The "volatility" of the asset classes decreases as you go down the list; the prices of equities typically move up and down more than bonds, whereas money market instruments prices are typically very stable.

I describe the role of a policy portfolio in this primer.  As a quick summary, the policy portfolio is a guideline for your portfolio structure that you follow based on your tolerance for risk.

Once you have decided upon your weightings for the policy portfolio, you will then want to subdivide the broad asset classes into more specific investments. For example, if you have a 60% allocation to equities, 30% could be equity funds for your home country, and the other 30% could be foreign funds. Some assets, like high yield bonds, act a bit like a hybrid of stocks and bonds, and might have to counted as such.

It is easier to classify how much risk you want to take when you take just these 3 asset classes. My feeling is that it is very difficult to grasp the aggregate risk profile of your portfolio if you have divided it up into a dozen particular investments.

Why No Cash?

The 60/40 allocation has no cash component. This is because it is assumed to be a long-term growth portfolio. Long-lived financial assets are priced in a fashion that they are expected to have a higher return than cash. For example, et would make little sense to own bonds, which can suffer losses of market value, if they were expected to have a lower return than cash.

Of course, these are just the returns that investors expect. In reality, stocks and bonds can lose money, and therefore underperform cash. But it seems unlikely that cash will provide higher returns over long horizons (for example, decades).

Cash weightings in portfolios should rise if your investment returns are shorter, or if you need it for liquidity purposes. (I have another article on the role of cash in portfolios.)

The 50/50 Alternative

Imagine that you were told that you had to choose between investing in two asset classes, but you were not told what those asset classes were. All the information that you are given is their names: asset class "A" and asset class "B".

Unless you feel like a gambling, your best option is split your portfolio 50/50 between the two asset classes. Any other choice means that you are overweighting an asset class, without having any information justifying that overweight.

This is how you should view the 50/50 portfolio weighting: you do not have information about which asset class will outperform.

60/40: A Measured Bet On Equity Outperformance

A 60/40 weighting implies that you expect equities to outperform. However, your confidence in equity outperformance is limited; you have not moved towards 100% equities.

At a 60/40 stance, you hold 1.5 times as much equities as you do bonds. This could be interpreted as you have 1.5 times as much confidence in equities as you do bonds.

But if you switched to a 80/20 weighting, you have moved to a 4:1 weighting ratio. You implicitly have 4 times as much confidence in equities as bonds.
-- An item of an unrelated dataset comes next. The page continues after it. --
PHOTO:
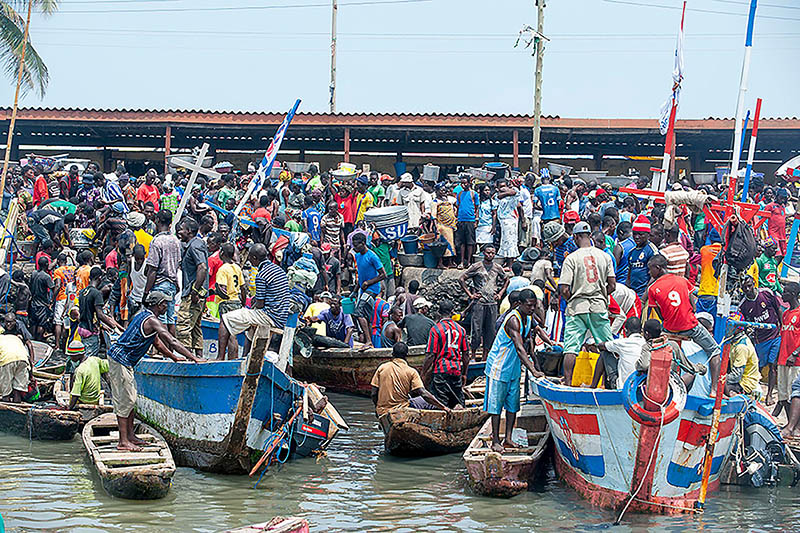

Since it is difficult to have that much conviction on how well equities will do relative to bonds, it makes sense that recommended equity weightings are often around 60-70% for long-term portfolios.

For Shorter Horizons, Bonds Are More Important

If you have a shorter investment horizon, the logic is somewhat different. For example, you could be a retiree that needs investment income.

You are now are looking at the probability equities will outperform the yield to maturity of bonds. Since it is hard to guarantee such an event, recommended portfolio weightings start to switch towards bonds. This explains various rules-of-thumb which increase bond holdings as you age.

Uncertainty Versus Volatility

I think that looking at the portfolio weighting question in this way is more intuitive than a more common presentation in terms of the trade-off between expected returns and portfolio volatility. Technically, the two viewpoints could be seen as roughly equivalent. However, I would argue that it is hard to relate to the concept of volatility.

My concern with presenting the disadvantage of a high equity weighting as the portfolio becomes more volatile is that it is too easy to shrug off volatility. All you need to do is stop looking at your portfolio valuation, and it appears that it no longer matters that it is going up and down.

But if you express the desire to hold at least some bonds as a result of uncertainty. it becomes more clear why it may be dangerous to hold 100% of your portfolio in equities.

What Is Right For You?

I cannot give investment advice, so I cannot say what is the right asset allocation for you. Ideally, you could spend time studying how portfolios with different weightings behaved over time, and see whether the risk characteristics look appealing. A second best choice is discuss this with an advisor, and lean on that person's advice. If you are handling your investment decisions yourself, keep in mind this uncertainty concept, so as to avoid making too extreme investment decisions.